Hommage à Frère Anselme Gravelle 1921–2025: une vie de fidélité et de simplicité

Partagez

Écoutez cet article en version audio :
0:00
0:00

L’abbaye de Saint-Benoît-du-Lac a annoncé le décès de Frère Anselme Gravelle, survenu le 14 décembre, à l’âge de 103 ans. Avec sa disparition, c’est une figure marquante de la vie monastique des moines bénédictins qui s’éteint. Celle d’un homme ayant consacré plus de huit décennies à une existence de prière, de travail et de fidélité silencieuse.

Originaire d’Ottawa, Frère Anselme Gravelle était l’aîné d’une fratrie de onze enfants. Entré à l’abbaye en 1940, alors qu’il n’avait que 18 ans, Frère Anselme a connu Saint-Benoît-du-Lac à une époque fondatrice. Le monastère n’avait pas encore l’allure qu’on lui connaît aujourd’hui, et la communauté vivait dans des conditions plus modestes, marquées par l’effort, la simplicité et la construction progressive du lieu. Il a ainsi traversé l’ensemble des grandes étapes de l’histoire de l’abbaye, devenant un témoin vivant de son évolution spirituelle et humaine.

En 2022, la communauté soulignait à la fois son 100e anniversaire et ses 80 ans de profession monastique, un jalon exceptionnel. Frère Anselme devenait alors le premier moine de l’abbaye, fondée en 1912, à atteindre l’âge de cent ans. Deux ans plus tard, il franchissait le cap remarquable de 103 ans, toujours entouré de ses frères.
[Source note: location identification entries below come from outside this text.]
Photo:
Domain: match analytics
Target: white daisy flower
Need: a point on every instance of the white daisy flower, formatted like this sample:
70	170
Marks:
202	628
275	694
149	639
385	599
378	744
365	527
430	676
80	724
Fidèle à la tradition bénédictine, sa vie s’est déployée dans le cadre d’un engagement stable, discret et constant. La communauté le décrit comme un homme de prière, qui s’est donné généreusement dans les responsabilités qui lui ont été confiées, sans jamais rechercher la reconnaissance. À Saint-Benoît-du-Lac, la grandeur ne se mesure ni à la visibilité ni au bruit, mais à la persévérance et à la fidélité dans les gestes les plus simples.
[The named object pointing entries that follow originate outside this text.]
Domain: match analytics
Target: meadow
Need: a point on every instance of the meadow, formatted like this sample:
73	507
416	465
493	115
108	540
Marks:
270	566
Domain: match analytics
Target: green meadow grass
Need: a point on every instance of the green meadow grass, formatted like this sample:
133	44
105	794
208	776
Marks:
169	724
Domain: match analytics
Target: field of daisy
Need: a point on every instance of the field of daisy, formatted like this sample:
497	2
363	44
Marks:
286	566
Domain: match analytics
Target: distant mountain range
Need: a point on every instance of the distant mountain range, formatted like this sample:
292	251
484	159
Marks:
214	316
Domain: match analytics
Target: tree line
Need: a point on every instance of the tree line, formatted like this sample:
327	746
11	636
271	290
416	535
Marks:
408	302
À la fin de la journée, on le voyait souvent partir pour une longue marche en solitude prenant le temps de contempler la nature qui entoure l’Abbaye. Ces moments de silence faisaient partie intégrante de son équilibre intérieur. Il aimait également se recueillir auprès des pierres tombales des anciens moines, dans un geste simple de mémoire, de fidélité et de continuité spirituelle. Dans la vie quotidienne du monastère, Frère Anselme s’est aussi distingué par des services humbles et constants, notamment en servant la soupe et les repas pendant de nombreuses années. Fait exceptionnel et peu commun dans l’histoire du monastère, Frère Anselme Gravelle a connu les trois abbés qui s’y sont succédé depuis la fondation.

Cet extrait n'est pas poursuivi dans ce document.